Diesen Charakter kündigen Titel und Untertitel an: Der Titel "Verliebt, verlobt, verheiratet" verspricht dem Leser eine amüsante Lektüre über ein ernstzunehmendes Lebensmodell, der Untertitel verweist auf die sachliche Kompetenz der Autorin. Diese allerdings tritt nur allzu deutlich in den Vordergrund, sowohl im Faktenwissen wie im trockenen Ton der Darbietung auch bei den sittlichen und privaten Momenten des ehelichen Lebens. Wienfort schließt, um dem Sachverhalt eine individuelle Anschaulichkeit zu verleihen, jeden Epochenabschnitt durch die Kurzbiographie eines Ehepaares ab.

Aber auch diese Biographien von Caroline und Wilhelm von Humboldt, Clara und Robert Schumann, dem "Thronfolgerpaar" Victoria und Friedrich von Preußen, Katia und Thomas Mann, Freya und Helmuth von Moltke sind im sachlichen Stil eines faktentreuen Historikers verfasst; sie sind eher historische Protokolle und bereiten dem Leser nicht jenes Vergnügen, das der muntere Titel des Buches verspricht.

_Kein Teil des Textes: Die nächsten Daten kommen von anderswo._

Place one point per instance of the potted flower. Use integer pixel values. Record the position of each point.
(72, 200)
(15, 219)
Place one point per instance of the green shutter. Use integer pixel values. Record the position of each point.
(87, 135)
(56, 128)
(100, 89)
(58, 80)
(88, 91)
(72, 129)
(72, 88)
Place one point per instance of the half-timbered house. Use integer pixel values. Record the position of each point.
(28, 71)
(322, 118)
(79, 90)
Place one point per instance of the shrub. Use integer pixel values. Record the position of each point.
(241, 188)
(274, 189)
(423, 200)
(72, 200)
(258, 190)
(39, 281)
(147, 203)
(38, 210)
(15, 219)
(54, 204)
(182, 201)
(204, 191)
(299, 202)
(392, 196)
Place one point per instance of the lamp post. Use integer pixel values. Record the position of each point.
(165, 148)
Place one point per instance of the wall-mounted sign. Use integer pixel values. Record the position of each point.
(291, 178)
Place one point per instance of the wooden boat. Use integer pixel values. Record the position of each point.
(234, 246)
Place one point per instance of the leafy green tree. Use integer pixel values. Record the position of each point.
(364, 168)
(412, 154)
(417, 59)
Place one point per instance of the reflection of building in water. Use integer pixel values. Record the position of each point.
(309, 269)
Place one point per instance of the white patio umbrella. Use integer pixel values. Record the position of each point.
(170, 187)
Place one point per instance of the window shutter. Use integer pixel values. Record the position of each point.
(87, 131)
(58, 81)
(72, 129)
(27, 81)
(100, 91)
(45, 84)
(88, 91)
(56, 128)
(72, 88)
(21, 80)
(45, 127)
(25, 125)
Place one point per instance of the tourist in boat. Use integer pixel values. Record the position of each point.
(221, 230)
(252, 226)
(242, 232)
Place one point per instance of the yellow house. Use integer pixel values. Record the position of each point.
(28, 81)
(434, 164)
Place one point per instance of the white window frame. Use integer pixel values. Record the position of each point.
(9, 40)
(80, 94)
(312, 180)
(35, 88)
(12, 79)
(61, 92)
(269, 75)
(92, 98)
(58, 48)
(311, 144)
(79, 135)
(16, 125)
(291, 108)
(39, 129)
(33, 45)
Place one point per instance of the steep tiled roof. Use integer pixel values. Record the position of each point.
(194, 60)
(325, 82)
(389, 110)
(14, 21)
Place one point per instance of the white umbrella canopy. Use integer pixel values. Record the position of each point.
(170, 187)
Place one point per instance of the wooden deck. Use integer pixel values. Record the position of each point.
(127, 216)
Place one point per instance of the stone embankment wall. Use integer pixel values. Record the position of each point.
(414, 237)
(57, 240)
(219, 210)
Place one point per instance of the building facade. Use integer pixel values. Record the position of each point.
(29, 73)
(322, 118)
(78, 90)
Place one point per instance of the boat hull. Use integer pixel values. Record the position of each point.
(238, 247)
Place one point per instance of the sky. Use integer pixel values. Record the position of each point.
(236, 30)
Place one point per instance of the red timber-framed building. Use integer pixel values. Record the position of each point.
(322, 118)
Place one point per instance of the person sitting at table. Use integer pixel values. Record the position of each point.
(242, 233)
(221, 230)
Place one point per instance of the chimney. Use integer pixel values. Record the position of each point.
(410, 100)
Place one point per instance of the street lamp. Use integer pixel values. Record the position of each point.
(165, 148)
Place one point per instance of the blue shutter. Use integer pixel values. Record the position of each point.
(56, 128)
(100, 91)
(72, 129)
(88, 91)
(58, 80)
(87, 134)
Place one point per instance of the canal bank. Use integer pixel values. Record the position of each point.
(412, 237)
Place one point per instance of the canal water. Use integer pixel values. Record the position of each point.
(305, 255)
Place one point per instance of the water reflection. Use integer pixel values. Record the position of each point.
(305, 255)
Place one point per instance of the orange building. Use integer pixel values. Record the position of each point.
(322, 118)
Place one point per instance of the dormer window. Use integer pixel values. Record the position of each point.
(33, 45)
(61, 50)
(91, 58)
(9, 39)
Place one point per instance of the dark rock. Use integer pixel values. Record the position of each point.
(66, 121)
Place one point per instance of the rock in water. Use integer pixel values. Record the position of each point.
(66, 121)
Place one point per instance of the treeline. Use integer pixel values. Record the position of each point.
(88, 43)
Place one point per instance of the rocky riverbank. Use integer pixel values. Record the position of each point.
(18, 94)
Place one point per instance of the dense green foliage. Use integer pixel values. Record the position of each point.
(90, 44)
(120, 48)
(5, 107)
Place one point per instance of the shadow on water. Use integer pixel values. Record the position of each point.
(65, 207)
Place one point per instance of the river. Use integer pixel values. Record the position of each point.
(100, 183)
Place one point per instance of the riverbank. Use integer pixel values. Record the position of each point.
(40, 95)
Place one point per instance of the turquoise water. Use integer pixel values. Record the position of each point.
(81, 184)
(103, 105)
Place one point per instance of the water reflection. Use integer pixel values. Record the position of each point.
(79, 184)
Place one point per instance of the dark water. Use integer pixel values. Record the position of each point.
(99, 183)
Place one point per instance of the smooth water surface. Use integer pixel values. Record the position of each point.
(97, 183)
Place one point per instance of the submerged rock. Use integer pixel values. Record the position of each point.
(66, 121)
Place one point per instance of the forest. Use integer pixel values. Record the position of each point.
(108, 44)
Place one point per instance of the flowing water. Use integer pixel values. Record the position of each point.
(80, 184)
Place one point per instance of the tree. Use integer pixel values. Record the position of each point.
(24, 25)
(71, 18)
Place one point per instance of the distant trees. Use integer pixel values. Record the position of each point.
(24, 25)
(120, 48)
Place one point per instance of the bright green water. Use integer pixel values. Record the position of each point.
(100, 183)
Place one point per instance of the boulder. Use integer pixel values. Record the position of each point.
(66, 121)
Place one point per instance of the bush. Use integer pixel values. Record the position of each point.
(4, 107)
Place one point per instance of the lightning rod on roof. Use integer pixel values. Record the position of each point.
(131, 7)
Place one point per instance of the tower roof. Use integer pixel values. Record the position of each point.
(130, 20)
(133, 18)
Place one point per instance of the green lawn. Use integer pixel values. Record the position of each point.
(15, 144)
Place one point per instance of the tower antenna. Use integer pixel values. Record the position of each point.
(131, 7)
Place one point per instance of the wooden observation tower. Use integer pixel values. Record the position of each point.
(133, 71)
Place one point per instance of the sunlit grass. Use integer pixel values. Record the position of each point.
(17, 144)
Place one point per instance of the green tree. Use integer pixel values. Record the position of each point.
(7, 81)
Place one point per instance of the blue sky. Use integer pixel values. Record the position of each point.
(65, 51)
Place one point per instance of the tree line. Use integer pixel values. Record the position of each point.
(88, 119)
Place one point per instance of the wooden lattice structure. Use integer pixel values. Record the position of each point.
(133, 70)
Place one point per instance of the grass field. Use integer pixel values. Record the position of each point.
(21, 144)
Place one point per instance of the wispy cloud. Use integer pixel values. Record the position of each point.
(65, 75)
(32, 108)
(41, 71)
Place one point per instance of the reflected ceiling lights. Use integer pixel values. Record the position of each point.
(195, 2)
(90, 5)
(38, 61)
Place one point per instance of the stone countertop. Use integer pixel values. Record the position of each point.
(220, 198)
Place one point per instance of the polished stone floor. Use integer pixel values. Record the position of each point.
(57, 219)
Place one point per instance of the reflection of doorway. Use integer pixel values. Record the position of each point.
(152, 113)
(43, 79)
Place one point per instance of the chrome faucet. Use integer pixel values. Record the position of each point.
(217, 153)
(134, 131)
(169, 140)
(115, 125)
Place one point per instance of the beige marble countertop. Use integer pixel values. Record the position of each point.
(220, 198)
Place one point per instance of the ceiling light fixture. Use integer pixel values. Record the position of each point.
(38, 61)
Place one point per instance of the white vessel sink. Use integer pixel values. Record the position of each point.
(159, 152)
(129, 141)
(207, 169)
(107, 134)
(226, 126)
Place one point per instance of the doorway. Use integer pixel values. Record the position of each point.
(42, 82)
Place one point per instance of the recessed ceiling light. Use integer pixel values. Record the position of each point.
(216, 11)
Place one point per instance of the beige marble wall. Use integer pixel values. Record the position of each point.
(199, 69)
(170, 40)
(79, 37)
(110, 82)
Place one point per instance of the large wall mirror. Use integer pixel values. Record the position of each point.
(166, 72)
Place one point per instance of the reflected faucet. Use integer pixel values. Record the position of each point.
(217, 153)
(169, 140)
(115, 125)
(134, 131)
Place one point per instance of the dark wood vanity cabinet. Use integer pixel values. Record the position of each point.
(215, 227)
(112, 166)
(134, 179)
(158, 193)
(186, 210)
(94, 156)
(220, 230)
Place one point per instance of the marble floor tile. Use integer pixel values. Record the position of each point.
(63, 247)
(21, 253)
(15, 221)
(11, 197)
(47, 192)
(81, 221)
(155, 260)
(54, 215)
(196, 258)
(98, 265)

Wienfort kompiliert die ihr vorausgehende Forschung fleißig und gewissenhaft. Die Methode der Vermischung von Sachfragen, Rechtsgeschichte und Alltagsverhalten bezieht sie von den französischen "Annalisten", die in den sechziger Jahren des vorigen Jahrhunderts die Geschichtsschreibung durch eine Soziologie des Alltagslebens erweiterten und bereicherten; einer ihrer Gewährsleute dürfte Jack Goody mit seinen Abhandlungen über die Familie aus den siebziger und achtziger Jahren sein. Allerdings hat Wienfort nicht die erzählerische Begabung der Annales-Autoren und nicht die Fähigkeit, das Material rhythmisch zu organisieren, Wichtiges von weniger Wichtigem zu scheiden. Mit monotonem Gleichmut bietet sie alles an, was wissenswert sein könnte. So mag das Buch, das durch Stichworte in viele Unterkapitel gegliedert ist, eher für ein Nachschlagewerk zur Geschichte der Ehe als Rechts- und Lebensmodell gelten denn als bildende Lektüre für die mit ihrer Vergangenheit befasste weibliche Leserschaft.

HANNELORE SCHLAFFER

Monika Wienfort: "Verliebt, verlobt, verheiratet". Eine Geschichte der Ehe seit der Romantik. Verlag C. H. Beck, München 2014. 336 S., Abb., geb., 24,95 [Euro].